Paradossalmente, il primo a porre l’accento sulla questione, fin dal luglio 2019 e in aperta polemica con la Conferenza territoriale sociale e sanitaria, è stato il Sindaco di Mirandola, Alberto Greco: “Con il nuovo ospedale di Carpi – dichiarò allora – Mirandola è condannata a un ospedale di prossimità”. Come dire: più ancora nei fatti, che nelle definizioni del Pal.
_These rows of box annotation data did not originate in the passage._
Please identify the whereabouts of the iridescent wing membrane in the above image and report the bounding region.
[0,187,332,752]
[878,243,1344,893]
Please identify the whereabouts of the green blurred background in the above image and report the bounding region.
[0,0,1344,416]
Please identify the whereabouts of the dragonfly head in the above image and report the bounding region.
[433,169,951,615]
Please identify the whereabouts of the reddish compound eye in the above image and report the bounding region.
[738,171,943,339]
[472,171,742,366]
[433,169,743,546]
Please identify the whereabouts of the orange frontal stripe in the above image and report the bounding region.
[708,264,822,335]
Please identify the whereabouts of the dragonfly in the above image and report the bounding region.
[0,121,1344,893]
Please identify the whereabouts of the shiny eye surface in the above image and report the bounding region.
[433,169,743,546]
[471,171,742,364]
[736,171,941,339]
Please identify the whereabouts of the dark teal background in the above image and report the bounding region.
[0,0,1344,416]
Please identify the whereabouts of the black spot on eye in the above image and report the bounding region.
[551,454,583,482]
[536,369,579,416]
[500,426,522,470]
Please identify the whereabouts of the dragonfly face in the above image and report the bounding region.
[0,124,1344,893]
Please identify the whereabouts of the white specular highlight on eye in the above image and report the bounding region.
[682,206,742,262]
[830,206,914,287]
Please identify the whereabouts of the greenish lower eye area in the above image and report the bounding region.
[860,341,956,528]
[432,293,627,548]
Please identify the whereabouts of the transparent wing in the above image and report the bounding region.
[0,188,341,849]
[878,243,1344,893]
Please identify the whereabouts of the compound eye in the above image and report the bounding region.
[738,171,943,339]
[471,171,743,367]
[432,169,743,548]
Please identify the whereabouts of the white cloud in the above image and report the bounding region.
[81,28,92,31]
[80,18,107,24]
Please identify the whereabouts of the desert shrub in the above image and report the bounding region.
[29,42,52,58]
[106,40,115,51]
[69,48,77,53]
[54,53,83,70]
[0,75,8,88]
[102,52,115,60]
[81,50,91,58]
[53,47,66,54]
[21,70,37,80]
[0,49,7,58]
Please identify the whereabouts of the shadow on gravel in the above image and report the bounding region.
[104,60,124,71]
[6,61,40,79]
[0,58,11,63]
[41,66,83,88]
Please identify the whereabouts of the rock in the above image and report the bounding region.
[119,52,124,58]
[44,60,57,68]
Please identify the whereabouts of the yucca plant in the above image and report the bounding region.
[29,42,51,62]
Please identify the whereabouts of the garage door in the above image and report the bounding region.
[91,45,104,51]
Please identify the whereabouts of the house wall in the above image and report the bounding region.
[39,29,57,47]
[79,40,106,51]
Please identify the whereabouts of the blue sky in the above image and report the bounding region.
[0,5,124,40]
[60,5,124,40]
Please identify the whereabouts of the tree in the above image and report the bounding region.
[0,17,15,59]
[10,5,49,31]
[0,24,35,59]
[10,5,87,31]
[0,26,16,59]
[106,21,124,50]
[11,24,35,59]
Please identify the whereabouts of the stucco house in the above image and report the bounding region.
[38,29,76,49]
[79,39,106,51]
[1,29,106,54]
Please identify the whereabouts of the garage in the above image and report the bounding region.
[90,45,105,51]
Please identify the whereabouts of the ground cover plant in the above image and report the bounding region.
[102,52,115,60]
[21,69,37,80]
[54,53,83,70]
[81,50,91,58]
Il che farebbe del nosocomio mirandolese, secondo quanto previsto dal piano sociale e sanitario della Regione, una struttura intermedia tra l’assistenza domiciliare e il ricovero ospedaliero, soprattutto pensando alle cronicità, con meno diagnostica e più assistenza, meno specialistica e più infermieristica. Oggi, visto quanto sta accadendo nel mondo della medicina, delle sue difficoltà a riempire i ranghi vuoti, del baricentro sempre più spostato sulla medicina territoriale per dare luogo a pochi ma efficienti presidi ospedalieri e prendendo atto che le prospettive del nuovo Ramazzini stanno uscendo dalle nebbie, ecco, considerando tutto questo, quello che allora pareva un esorcismo da parte del sindaco Greco potrebbe invece tradursi in una precisa indicazione di revisione del piano regolatore della sanità dell’Area Nord: un hub di area importante a Carpi, un ospedale di prossimità a Mirandola, una rete di Case della Salute e poi telemedicina, assistenza domiciliare e rafforzamento dei medici di base. Tutto, a cominciare dalle logiche di campanile, per continuare con la viabilità problematica del territorio e per finire alla divaricazione ideologica esistente tra Mirandola e Carpi, va contro questa soluzione. Ma nella situazione attuale si direbbe la più logica: il che non è sempre garanzia di fattibilità.